55.店と理由
まずはいつもの様に町の外周を調べる。何処か町の中に入れる所はないかな?一通り見てみたが入れそうな場所は無い。それなら変装だ。私とメルシュは髪型を簡単にいじると顔を覆う様にフードを被った。
これからこの町の門を潜る。何度か経験をしたことだけど、まだ慣れない。今も心臓がバクバクと言っている。もし声を掛けられて止められたら…。本当に怖くて堪らない。
だけど、そんな心配を余所に私達は簡単に通ることができた。周りを見ても私達を何ら気にする様子も無いし、それどころか周りも私達の様に顔をフードで覆っている人ばかりだった。
そう言えば、私が居た頃もそうだったな。何でかは分からないけど、都合が良いや。
このミルドという町はアースノー王国内一番の娼館街がある。それを目当てに国内の貴族達はこぞってここへ通っている。そう、アースノー国王がそうであったように。
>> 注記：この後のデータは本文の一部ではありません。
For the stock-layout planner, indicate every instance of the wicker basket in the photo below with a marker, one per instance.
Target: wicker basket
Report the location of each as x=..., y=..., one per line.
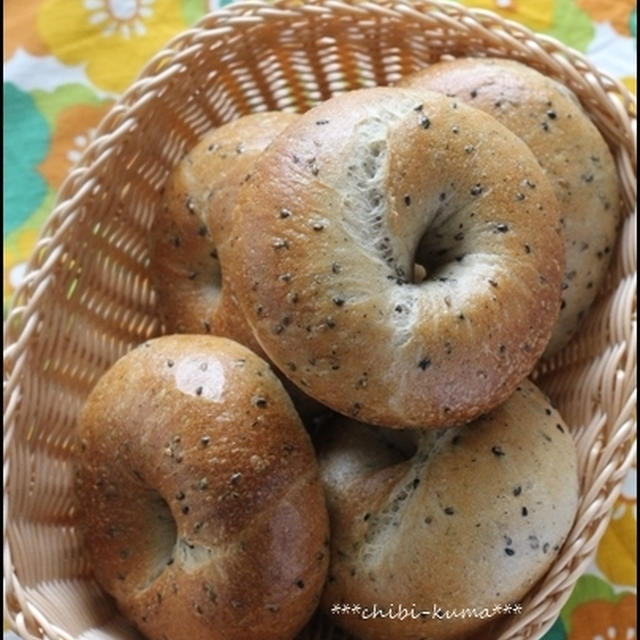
x=86, y=298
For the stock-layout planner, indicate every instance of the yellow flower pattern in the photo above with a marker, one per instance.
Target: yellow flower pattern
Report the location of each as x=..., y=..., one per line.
x=112, y=38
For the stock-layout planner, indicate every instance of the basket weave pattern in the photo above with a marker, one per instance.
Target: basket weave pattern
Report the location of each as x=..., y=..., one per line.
x=86, y=299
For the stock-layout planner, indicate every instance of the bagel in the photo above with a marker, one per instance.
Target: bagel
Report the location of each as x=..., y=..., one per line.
x=571, y=152
x=190, y=282
x=328, y=227
x=198, y=494
x=447, y=525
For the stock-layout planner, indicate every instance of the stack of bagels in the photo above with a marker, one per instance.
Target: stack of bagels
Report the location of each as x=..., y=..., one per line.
x=338, y=416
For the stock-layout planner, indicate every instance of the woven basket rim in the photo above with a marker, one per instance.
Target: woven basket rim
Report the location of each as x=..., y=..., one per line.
x=20, y=325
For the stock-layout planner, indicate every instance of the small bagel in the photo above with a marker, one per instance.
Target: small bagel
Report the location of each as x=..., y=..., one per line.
x=190, y=281
x=198, y=494
x=456, y=520
x=325, y=237
x=571, y=152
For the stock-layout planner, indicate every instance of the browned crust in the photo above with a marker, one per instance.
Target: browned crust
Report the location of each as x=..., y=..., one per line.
x=472, y=519
x=334, y=309
x=198, y=493
x=571, y=152
x=193, y=292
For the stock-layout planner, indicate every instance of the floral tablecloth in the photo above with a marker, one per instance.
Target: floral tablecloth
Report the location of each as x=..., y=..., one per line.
x=65, y=61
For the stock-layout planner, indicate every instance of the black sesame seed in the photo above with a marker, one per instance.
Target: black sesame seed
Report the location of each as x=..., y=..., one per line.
x=259, y=401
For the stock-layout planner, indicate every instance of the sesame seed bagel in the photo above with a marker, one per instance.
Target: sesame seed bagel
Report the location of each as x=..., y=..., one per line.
x=326, y=233
x=198, y=494
x=188, y=276
x=412, y=527
x=572, y=153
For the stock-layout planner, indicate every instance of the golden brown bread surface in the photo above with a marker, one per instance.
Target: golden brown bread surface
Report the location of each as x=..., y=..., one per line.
x=198, y=494
x=328, y=227
x=193, y=293
x=455, y=519
x=571, y=152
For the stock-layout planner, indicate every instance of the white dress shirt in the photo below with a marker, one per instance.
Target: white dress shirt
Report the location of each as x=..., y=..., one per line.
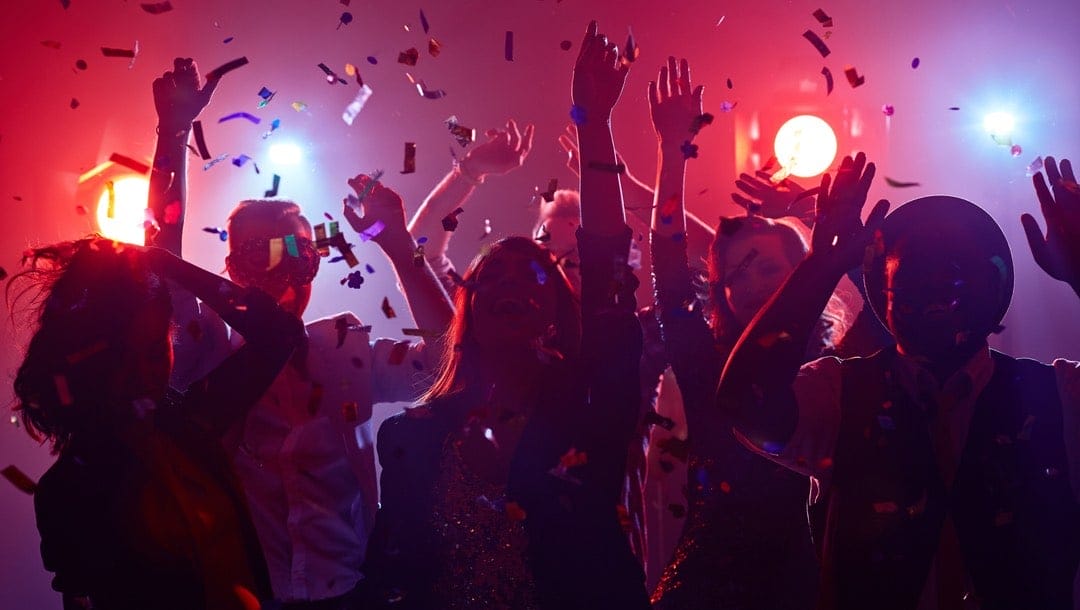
x=306, y=456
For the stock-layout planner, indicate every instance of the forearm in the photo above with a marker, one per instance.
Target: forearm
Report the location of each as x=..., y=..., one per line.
x=756, y=384
x=448, y=194
x=637, y=198
x=428, y=302
x=167, y=186
x=699, y=240
x=669, y=213
x=257, y=320
x=602, y=212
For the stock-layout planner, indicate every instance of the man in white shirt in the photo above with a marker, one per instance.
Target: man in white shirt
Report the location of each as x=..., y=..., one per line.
x=954, y=471
x=305, y=455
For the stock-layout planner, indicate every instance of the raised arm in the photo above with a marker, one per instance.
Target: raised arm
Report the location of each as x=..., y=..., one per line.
x=427, y=300
x=598, y=78
x=765, y=198
x=178, y=100
x=1057, y=253
x=674, y=107
x=503, y=151
x=270, y=334
x=202, y=340
x=637, y=198
x=756, y=385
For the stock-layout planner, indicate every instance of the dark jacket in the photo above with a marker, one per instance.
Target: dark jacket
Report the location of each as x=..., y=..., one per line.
x=159, y=520
x=577, y=551
x=1016, y=518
つまり、身分を隠し、この町を訪れるが故に皆顔を隠した服装をしているのだ。今はそれが二人を助ける様に作用している。
よしっ、情報屋の所に行こう。バルバレルの情報屋の人から聞いた話はこうだった。大通りにあるビーンズという名前の薬屋がある。そこで店主にこう話す。
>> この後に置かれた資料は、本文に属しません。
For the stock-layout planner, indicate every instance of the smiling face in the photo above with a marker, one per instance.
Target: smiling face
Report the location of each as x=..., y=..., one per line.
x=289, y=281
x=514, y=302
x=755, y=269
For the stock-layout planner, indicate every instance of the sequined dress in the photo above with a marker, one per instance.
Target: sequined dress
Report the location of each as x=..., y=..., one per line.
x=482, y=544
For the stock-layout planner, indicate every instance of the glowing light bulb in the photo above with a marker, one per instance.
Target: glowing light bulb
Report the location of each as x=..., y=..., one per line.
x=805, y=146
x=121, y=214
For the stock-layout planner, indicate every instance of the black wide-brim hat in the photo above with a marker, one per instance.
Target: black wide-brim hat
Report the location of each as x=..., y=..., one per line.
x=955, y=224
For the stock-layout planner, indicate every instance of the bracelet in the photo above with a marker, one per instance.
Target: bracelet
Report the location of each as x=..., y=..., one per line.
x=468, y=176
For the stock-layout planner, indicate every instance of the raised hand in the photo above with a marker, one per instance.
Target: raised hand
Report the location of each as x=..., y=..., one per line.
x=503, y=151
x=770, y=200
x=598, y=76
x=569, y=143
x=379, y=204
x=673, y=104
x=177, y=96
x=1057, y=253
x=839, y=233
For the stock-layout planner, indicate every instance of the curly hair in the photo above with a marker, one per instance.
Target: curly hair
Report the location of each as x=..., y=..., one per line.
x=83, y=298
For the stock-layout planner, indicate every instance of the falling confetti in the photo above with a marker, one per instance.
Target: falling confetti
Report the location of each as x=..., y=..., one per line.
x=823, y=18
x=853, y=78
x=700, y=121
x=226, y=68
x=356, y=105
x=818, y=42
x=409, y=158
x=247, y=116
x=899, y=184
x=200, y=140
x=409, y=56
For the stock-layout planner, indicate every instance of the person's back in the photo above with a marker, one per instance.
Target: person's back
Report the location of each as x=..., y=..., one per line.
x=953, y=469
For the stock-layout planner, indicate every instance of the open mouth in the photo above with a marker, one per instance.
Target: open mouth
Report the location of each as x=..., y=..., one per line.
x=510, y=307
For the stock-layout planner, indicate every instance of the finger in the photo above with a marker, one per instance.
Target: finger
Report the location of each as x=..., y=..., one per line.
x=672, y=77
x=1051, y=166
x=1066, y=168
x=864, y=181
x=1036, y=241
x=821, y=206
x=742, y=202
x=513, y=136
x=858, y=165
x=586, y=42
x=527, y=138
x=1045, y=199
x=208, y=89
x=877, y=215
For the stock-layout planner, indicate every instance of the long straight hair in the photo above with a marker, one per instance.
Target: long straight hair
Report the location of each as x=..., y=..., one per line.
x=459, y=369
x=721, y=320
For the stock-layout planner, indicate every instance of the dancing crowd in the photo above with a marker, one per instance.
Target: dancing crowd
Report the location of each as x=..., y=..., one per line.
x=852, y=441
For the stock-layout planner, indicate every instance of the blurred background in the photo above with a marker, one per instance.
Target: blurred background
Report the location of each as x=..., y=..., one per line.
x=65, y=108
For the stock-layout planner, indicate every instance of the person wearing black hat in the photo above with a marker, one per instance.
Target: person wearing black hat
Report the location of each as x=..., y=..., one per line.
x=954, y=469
「最近右眼と左腕が疼くんだが、抑える様な薬は無いか?」
と。合言葉らしいけど意味が分からない。けど、合言葉って大体そういうものだよね。
ビーンズの女店主は私の言ったその合言葉を聞いて口を手で覆い、笑いを堪えた。何で?何かおかしかった?合言葉違ったかな?
一頻り笑った女店主は
「ごめん、ごめん。私も自分で考えた合言葉なんだけど、未だにおかしくってさ。コホン、あんた達は情報屋の客だろ、奥に場所を変えようか。」
お店の奥はバルバレルにあった情報屋のお店と似た暗い部屋だった。きっと人の目に触れない様に、声が漏れない様にしてあるんだろうな。
「それで何が知りたい?」
「私を殺そうと考えてる黒幕を教えて下さい。」
「アンジェリカ姫を殺そうとしてる黒幕か、良いよ。」
名乗らなくても私が姫だってやっぱり分かるんだ。
「あなたを殺そうとしてるのはグレス公爵だよ。」
グレス公爵!レヴェリさんが言ってた人か。それにしても何で?
「アンジェリカ姫はアースノー王と妾の子でしょ?国内でそのことを知っているのはアースノー城内でも一部の人間だけ、一応箝口令が敷かれているから。もし外に漏れてしまえば王の権威が揺らぐ程ヤバイことだしね。そこに目を付けたのがグレス公爵。公爵はあなたを殺すことを王妃が仕向けた様に画策してるの。王が自分以外の女との間にできた子供が許せなくて殺したって感じにね。そうすればあなたが妾の子だってことも広まって、王と王妃の力を一気に削げる。そして国民が今の国王を信じられなくなった時に立ち上がって自分が変わって王になるって訳。だからその為にあなたを利用しようとしてるの。」
そうだったんだ…。グレス公爵…会ったことも無い人に命を狙われるって、理由を聞いたけど何でって言いたくなる。
「メルシュ、どうしたらいいんだろう?ちょっと分からなくなってきたよ。」
「アン…。」
少しの沈黙の後、メルシュがパンッと手を叩いた。
「アン、気持ちを落ち着ける為にも少しだけ町を回らないかい?この町の雰囲気なら多少は自由が利きそうだしさ。」
「そうだね。」と頷いて返す。
店主にお礼を伝えて外に出る。さてと、何処へ行こう。そう言えば、この通りに焼き鳥の屋台があったな。昔はお金が無くて買えなかったけど、今なら。メルシュに伝えてそこに行くことになった。
いい匂い。そう、この美味しそうな匂いだ。まだあった。私は早速三本の焼き鳥を注文した。やった、あの時眺めるしかできなかった焼き鳥が食べられる。そう思うと口の中に唾液が溢れてきた。
「はいよ、おまちどう…。」
焼き鳥屋の店主からできあがった焼き鳥を受け取る際、動きが止まった。